While superficially the silicon solar cell has changed little since the 1950s, its efficiency has improved and manufacturing costs have broken through every floor ever imagined. It’s a similar story for batteries or permanent magnets.
Economies of scale have been important to this, true, but another critical factor has been learning-by-doing and learning networks among equipment providers.
Individual companies and leading entrepreneurs have long been aware of this. BYD is an illustrative case. The company began in the early 2000s as a small player making chips and parts for leading mobile phone makers like Motorola and Nokia. But BYD found itself unable to meet quality and performance expectations without mastering each aspect of the manufacturing process.
This led to key decisions to integrate vertically within its own space. Today, BYD reportedly sources 90 per cent of its parts from its own company, and its strategy of vertical integration has resulted in the development of a major manufacturing cluster in Shenzhen, drawing on the region’s existing expertise in electronics and electrical equipment.
Chinese companies are also taking these lessons with them as they expand abroad.
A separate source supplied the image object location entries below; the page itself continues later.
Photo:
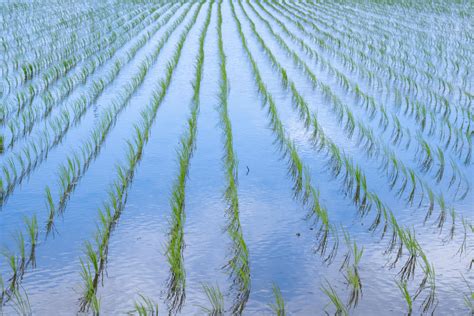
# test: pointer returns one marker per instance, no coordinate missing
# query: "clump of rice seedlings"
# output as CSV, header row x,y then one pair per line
x,y
335,300
469,297
215,298
429,283
278,307
174,249
351,267
145,306
403,287
21,302
467,227
51,209
239,261
32,226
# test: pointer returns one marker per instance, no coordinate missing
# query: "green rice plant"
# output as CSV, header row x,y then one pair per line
x,y
239,262
215,298
278,307
336,301
51,208
145,307
32,227
350,265
469,297
429,283
174,250
403,287
21,302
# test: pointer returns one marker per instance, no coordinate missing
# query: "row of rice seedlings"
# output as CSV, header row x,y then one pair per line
x,y
36,150
78,163
370,101
380,31
176,293
469,297
416,108
23,125
64,59
94,263
239,262
393,164
299,172
215,298
365,203
19,260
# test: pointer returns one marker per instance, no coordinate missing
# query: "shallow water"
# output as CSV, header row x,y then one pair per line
x,y
280,238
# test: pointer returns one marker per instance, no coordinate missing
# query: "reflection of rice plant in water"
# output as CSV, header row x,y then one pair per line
x,y
352,121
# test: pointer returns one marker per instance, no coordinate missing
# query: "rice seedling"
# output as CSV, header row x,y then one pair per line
x,y
402,285
215,298
117,196
336,301
145,307
278,307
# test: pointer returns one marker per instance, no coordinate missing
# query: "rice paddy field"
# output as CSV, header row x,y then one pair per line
x,y
230,157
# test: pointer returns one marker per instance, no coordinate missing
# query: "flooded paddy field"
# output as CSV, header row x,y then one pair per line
x,y
236,157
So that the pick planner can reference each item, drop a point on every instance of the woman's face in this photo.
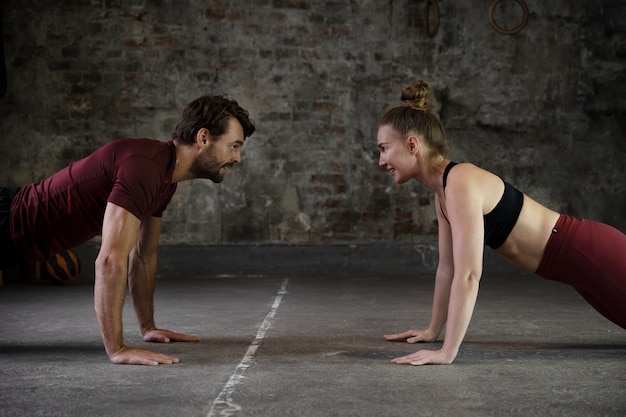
(395, 154)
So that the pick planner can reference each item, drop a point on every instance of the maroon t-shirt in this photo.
(67, 208)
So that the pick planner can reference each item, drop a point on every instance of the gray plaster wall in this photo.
(545, 108)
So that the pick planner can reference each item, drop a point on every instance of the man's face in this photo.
(221, 153)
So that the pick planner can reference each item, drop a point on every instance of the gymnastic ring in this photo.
(433, 32)
(517, 28)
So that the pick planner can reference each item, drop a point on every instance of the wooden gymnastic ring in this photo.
(517, 28)
(433, 32)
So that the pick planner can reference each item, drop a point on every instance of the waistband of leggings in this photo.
(558, 245)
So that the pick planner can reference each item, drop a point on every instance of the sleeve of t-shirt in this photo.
(137, 187)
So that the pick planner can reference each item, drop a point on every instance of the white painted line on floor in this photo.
(223, 404)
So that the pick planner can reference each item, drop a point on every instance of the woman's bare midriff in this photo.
(527, 241)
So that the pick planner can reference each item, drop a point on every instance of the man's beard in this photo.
(207, 166)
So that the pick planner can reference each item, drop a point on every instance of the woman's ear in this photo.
(414, 144)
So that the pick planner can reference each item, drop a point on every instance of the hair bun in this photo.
(415, 95)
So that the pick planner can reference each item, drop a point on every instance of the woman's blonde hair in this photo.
(415, 117)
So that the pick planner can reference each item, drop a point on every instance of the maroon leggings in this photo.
(591, 257)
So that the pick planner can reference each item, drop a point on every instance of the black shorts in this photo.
(9, 255)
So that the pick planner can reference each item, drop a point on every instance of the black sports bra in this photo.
(500, 221)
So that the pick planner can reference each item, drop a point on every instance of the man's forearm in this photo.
(109, 292)
(142, 281)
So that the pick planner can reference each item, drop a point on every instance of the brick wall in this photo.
(544, 108)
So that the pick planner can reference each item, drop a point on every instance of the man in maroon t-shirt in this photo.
(120, 191)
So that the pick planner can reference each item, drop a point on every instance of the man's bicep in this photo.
(120, 229)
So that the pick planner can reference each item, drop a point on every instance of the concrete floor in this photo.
(309, 343)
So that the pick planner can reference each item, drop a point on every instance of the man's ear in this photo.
(203, 137)
(414, 144)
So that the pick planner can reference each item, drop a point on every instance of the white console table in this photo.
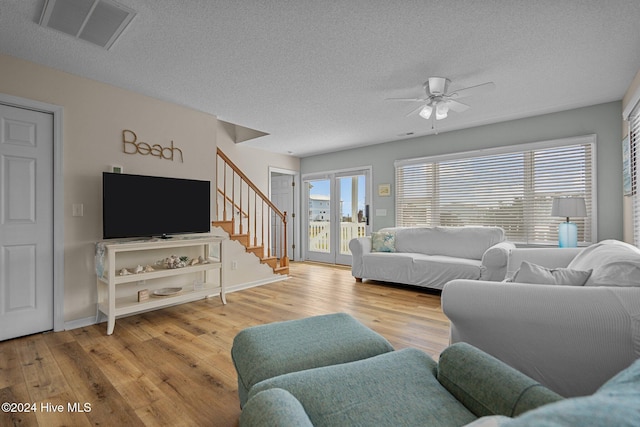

Battery manufacturing leader CATL recently announced plans to establish a US$1.5 billion fund to invest in local parts and suppliers in Europe.
CATL already makes batteries in Europe, but production and quality lag behind its facilities in China because local suppliers don’t meet its needs or can’t respond quickly enough to its requirements. In effect, CATL is becoming the catfish for the European battery industry.
Rethinking manufacturing clusters: Can we really do it?
Just as we should avoid a simplistic focus on Chinese clean-energy subsidies or technology transfer, when considering Western policy we shouldn’t only focus on tariffs. Other industrial policies are also being pursued, often closely resembling past Chinese requirements for localisation or mastery of key parts of the value chain.
However, there does appear to be one important difference: less emphasis on manufacturing clusters as an explicit matter of policy. The typical Western corporate strategy focuses on mastering only a few aspects of core competence, and then seeking to disaggregate manufacturing to locations where labour, taxes, or logistics costs are low.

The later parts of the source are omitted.